A disease with an R₀ below 1 will not expand into an epidemic. Instead, it dies out because, on average, not all infected individuals pass along the disease. In contrast, if R₀ is above 1, an epidemic is likely. The larger the R₀, the faster the pace of the epidemic and the larger the scope. Compared to epidemics from diseases with low R₀'s, epidemics from diseases with high basic reproduction numbers tend to be shorter in duration, but have higher numbers of infected individuals per day. Overall, the total number of individuals infected over the course of the epidemic increases as R₀ increases.
Students will learn all of this by using SimPandemic to model what a COVID-19 epidemic looks like with different R₀ values.
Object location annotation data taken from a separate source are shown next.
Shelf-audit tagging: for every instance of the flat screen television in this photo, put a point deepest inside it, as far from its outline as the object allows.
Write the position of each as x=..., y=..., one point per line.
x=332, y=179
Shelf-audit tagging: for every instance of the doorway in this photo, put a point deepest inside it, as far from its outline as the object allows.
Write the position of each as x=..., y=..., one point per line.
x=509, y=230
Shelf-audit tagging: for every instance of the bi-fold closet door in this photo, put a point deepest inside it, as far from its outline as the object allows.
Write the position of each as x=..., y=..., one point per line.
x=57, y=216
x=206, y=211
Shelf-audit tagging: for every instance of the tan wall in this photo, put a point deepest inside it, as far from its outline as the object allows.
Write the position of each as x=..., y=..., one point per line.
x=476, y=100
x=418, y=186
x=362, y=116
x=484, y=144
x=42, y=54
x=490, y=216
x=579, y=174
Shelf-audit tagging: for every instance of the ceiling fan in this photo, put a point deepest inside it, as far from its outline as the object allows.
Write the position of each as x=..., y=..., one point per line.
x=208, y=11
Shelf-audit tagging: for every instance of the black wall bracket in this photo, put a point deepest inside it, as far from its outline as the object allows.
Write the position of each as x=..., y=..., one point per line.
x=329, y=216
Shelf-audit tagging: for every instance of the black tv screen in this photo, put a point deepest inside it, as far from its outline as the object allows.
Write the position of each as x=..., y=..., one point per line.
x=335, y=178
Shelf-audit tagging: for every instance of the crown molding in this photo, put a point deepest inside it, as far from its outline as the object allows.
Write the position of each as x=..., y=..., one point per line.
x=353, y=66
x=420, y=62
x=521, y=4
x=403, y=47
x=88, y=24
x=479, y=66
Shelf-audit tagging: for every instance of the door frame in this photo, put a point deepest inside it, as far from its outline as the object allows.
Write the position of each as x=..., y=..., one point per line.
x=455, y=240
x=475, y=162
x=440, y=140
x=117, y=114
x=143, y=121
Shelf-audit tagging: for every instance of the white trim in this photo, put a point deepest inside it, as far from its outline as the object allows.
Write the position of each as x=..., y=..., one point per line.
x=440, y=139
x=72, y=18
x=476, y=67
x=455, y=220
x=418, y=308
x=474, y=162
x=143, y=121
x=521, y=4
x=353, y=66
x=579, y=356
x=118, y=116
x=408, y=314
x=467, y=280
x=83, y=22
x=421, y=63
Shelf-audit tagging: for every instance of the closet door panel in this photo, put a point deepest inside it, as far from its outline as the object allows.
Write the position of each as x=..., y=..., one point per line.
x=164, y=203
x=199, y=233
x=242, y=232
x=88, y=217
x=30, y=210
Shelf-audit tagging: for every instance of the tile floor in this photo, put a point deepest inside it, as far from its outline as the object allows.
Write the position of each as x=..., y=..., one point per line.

They will observe that the infection curve appears sooner and is steeper and narrower with a high R₀ .
You will see that students obtain slightly different results, even when they have the same inputs for SimPandemic. Many events in the real world and in a simulation of the real world are based on chance. When you become infected in the real world, you often don't know when or where the infection occurred. Perhaps someone sneezed when you were randomly walking by them. A simulation cannot predict that you were going to get infected (except in special cases), but it can predict fairly well that someone would get infected. In SimPandemic there are many events where the simulation literally rolls virtual dice to determine when an infected individual will transmit the disease to another (all within the bounds specified by the input parameters). To better understand the assumptions and parameters involved, read the SimPandemic FAQ.